The problem is that Madison has knowingly done wrong at the time of his murders (in the past). This is a fact and the statement that a "fact situation is a concise description of all the occurrences and circumstances of a particular case, without any of the consequences under the law", - can ignore the time course. This possible description of the past as sufficient reason for sentencing Madison can ignore his subsequent illness, but it would remain a missing point in the vague and abstract outline of all circumstances of his murders.

So the fact pattern of his murders is not different today and the retributivist theory about such past would make retributivist be wrong doing a revision of the case (because time course and illness were not contemplated), while our sense of humanity tells us a different opinion…

This is the second way, proposed by Chailm Perelman' argumentability of any reasonable decision. The "orator" (the appealing lawyer) may achieve an "acceptance or adherence", through “analogical” associations or quasi-logical arguments (about similarity), of his "audience" (a court) to reality of a new fact pattern: innocence of Madison in the recent past and in the future (the present), employing arguments that establish the “dissimilarity” of real facts of the less recent past and of the present for Madison.

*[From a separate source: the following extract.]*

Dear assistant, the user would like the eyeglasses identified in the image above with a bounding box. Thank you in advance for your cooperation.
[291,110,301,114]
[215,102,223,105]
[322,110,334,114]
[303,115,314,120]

(This approach could have the same empirical value of, for example, those reasonings in geology, where any stratum or layer of ground is “compared” to another and changes the global description or evaluation of the entire ground).

I would call this new philosophical scenario, and his argumentative background, a "historical retributivism”.

THE ARGUMENT: SHORT VERSION

In short the argument against Death penalty is the following:

- If a judgement of death penalty can be revised, according to change of mental health conditions of a death row inmate,
- It must be admitted that to punish an offender with the death penalty, it is necessary ascertaining, continuously, a history, which is never beyond reasonable doubt and never completely rebuilt,
- Then, except in cases of legitimate defense of the State, when it captures the offender in a state of flagrant crime and tries to prevent immediate excess murders of the offender, the value of the person and his personal history is a totality that, not a state, but only a creator, who knows every fold, can judge and punish with death penalty.